Seven: That's the maximum recommended number of weekly drinks for women. Happily, it's the number of drinks you have in a typical week (when it's not vacation, holiday season, BBQ season, wedding season or friends-in-town season, of course). Unhappily, you’re packing them in over 72 hours (i.e., three cocktails at happy hour on Friday, one at brunch Saturday and three at a party on Saturday night). Turns out, it's better for our bodies to spread those seven drinks out over the course of a week, says Joseph Nowinski, PhD, a clinical psychologist affiliated with the University of Connecticut, and the author of Almost Alcoholic. One drink a day—or night—gives your liver ample time to neutralize any toxins, he says. When you have three or more in a row, multiple days in a row, your body may struggle to process the alcohol, and that type of overload has been shown to elevate the risk for colon, breast and liver cancer as well as diabetes.

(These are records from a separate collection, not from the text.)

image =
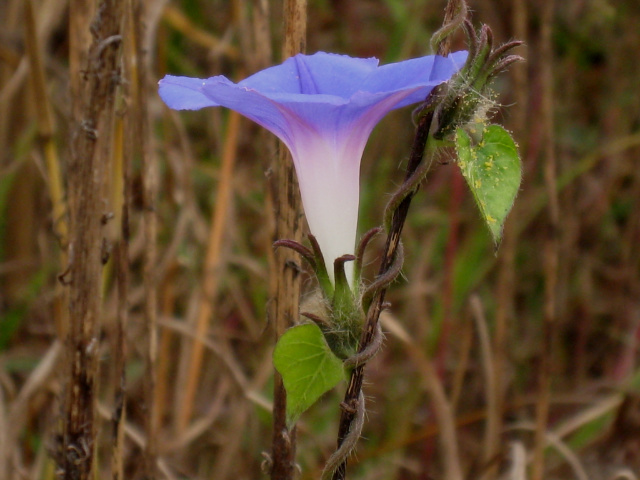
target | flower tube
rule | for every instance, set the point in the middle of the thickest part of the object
(323, 107)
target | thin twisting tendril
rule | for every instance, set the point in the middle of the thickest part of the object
(349, 442)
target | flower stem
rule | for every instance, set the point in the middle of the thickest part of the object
(392, 248)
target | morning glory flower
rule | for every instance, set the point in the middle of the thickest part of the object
(323, 107)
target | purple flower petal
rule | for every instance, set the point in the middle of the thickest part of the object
(323, 107)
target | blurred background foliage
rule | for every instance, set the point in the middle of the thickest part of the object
(487, 358)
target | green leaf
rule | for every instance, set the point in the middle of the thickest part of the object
(493, 172)
(308, 367)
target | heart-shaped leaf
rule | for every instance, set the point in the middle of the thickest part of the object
(493, 172)
(308, 367)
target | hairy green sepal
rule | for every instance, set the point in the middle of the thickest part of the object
(493, 172)
(308, 367)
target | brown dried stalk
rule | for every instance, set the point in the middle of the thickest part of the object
(285, 279)
(92, 94)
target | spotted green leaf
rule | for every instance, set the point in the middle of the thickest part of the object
(308, 367)
(493, 172)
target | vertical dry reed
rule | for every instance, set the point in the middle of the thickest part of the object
(285, 281)
(97, 75)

An emergency bottle of merlot. Studies have found that women are more likely to drink more than they want or plan to when they're feeling sad, anxious or stressed, says Debi Anne LaPlante, PhD, an assistant professor at Harvard Medical School and the author of the medical guide Responsible Drinking for Women. Men, on the other hand, tend to drink too much because of peer pressure. While guys can plan to stay away from sports bars, clubs, BBQs and other situations where they'll be tempted to down a few beers, it's harder for women to avoid their most powerful triggers. After enduring a hair-raising day or hearing upsetting news, pull out a yoga DVD instead of a wine glass. Research suggests yoga can boost your mood—and perhaps reduce the need for that liquid SOS.

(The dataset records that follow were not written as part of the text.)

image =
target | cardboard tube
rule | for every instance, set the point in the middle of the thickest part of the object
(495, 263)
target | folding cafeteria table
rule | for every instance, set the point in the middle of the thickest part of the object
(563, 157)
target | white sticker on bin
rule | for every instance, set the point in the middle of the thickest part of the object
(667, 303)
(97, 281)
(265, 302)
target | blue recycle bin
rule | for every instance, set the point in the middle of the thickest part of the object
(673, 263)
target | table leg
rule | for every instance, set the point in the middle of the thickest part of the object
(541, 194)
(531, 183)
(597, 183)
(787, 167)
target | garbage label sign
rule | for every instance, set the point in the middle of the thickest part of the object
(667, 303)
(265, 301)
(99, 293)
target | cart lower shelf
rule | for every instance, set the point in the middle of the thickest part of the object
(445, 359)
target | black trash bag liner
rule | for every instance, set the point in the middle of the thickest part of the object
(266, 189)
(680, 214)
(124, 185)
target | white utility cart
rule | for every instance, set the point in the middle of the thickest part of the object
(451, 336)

They go outside and come back smelling of mints.
You only smoke when you drink, but that might just be one of the worst times. Not only does the nicotine make you crave more alcohol (and the effect can last for hours after you stub out your cigarette), but new research from Brown University shows that smoking while drinking makes you more likely to wake up with a terrible hangover. While the throbbing headache is temporary, other effects of this pairing are more troublesome, especially if you're a regular drinker. A study published in the British Journal of Psychiatry found that those who drank heavily and smoked had a 36 percent faster cognitive decline compared with those who drank moderately and didn't smoke at all. (After 10 years, the brains of the heavy-drinking smokers had aged the equivalent of 12 years, and the researchers concluded that it was the combination of the two vices that was accelerating the aging process.)

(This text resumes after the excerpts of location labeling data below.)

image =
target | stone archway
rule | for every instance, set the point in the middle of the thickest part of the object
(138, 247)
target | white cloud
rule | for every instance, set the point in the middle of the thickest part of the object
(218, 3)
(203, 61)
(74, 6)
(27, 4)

They split a bottle of wine with their husband—50/50.
Women usually feel intoxicated more quickly than men. And that's not because they're smaller or slimmer or less tough or less "experienced" with drinking. Men's bodies have a higher percentage of liquid than women's bodies, Nowinski says, so there's more fluid in which to dilute the alcohol. On the other hand, women's bodies naturally have a higher percentage of fat, which absorbs the alcohol but doesn't dilute it or help process it. On top of all of that, women have lower levels of two key enzymes that break down alcohol in the stomach and liver. So when you drink the same amount as a guy, you absorb more alcohol into your bloodstream and it stays in your system longer, exposing your brain and other organs to alcohol's toxic byproducts, and putting you at higher risk for liver disease, heart damage and brain damage.